短めの黒髪に、感情が薄そうな顔立ち。簡素なシャツにスラックスという、画一的な格好も相まってひどく目立たないものの、記憶に新しいおかげで目にとまった。
「岡田さん、」
足早に近づいて話しかけると、彼は一瞬ビクッと肩を揺らして、ゆっくりと振り返った。
「・・・あ、えっと、春原琴葉、さん」
「琴葉、でいいですよ。姉と被りますし」
琴葉とて、あまり積極的に声をかけるような性格ではないが、春も半ばの穏やかで暖かい気候に少しばかり気分が高揚しているようだった。
「わ、わかりました」
対して冬の曇り空みたいな暗い雰囲気を変えない桐士は、季節というものを一切感じていないようですらあった。
「お買い物帰りですか?」
桐士が持っている四角いビニール袋を見ながら、琴葉が言った。
「え、ええ。一番近い本屋が、このあたりにしかなくて。琴葉さんは何かご用事ですか」
「はい。美容院に。最近行けてなかったので」
自然と2人で並び、駅へと歩いていく。
琴葉はリラックスしたような雰囲気で話しているが、桐士は内心冷や汗ものだ。握りしめた拳の中で、汗がじっとりとにじむ。

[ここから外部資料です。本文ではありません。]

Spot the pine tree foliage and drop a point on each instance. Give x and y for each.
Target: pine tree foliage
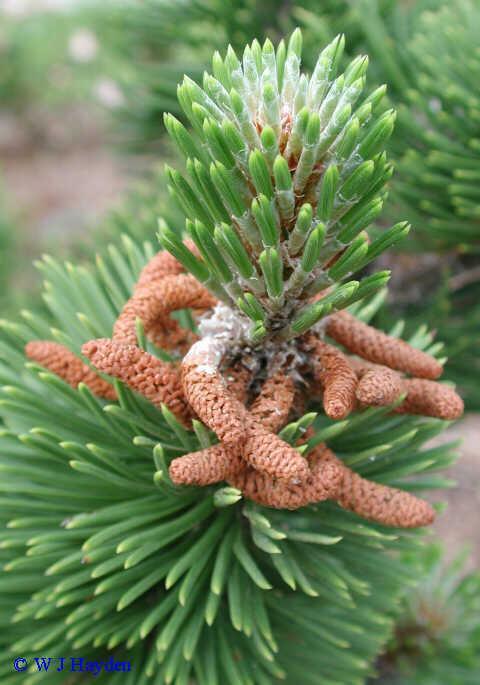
(438, 173)
(291, 166)
(100, 550)
(101, 553)
(437, 634)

これでも以前よりはだいぶマシになったというのだから、彼はよくここまで生きてこられたものだ。
2人の周りに浮いてる古の錬金術師も、呆れを通り越して感心したように苦笑している。
◆◆◆
どうしてだろう。
他愛もない会話を彼と続けながら、琴葉は不思議に思う。
「大学の春休みって、2ヶ月くらいあるんですよ。いいでしょ」
「はい。高校の春休みって2週間くらいです」
「あっという間ですよね」
あんまり気まずくない。
桐士は積極的に話さない、というか話せないため話題を出すのはいつも琴葉から。自然と会話も途切れ途切れになる。
琴葉は大学の友だちと話していると、少しの沈黙ですらそわそわしてしまうのに、桐士とはそれがない。
聞き上手とも違う。ただ、雰囲気がひどく平穏で落ち着く。
魔術師は大抵我が強いこともあって、琴葉にとって桐士は目新しい性格の人間だった。
もうすぐ駅につく。
駅の周辺では、官舎の取り壊しでも行っているのか、重機がひどく耳障りな音を立てて文明を破壊している。
人通りはあまりなく、民家もない。道の両脇を覆う工事用のバリケードには、駅の名前と駅への矢印が間隔をあけて描かれているだけだ。
重機の音に負けじと、2人の声も大きくなる。
そんな騒音の中なんの前触れもなく、明らかに異質な音が鳴り響いた。まるで発泡スチロールを力任せに割ったときのような軽く、高い破裂音。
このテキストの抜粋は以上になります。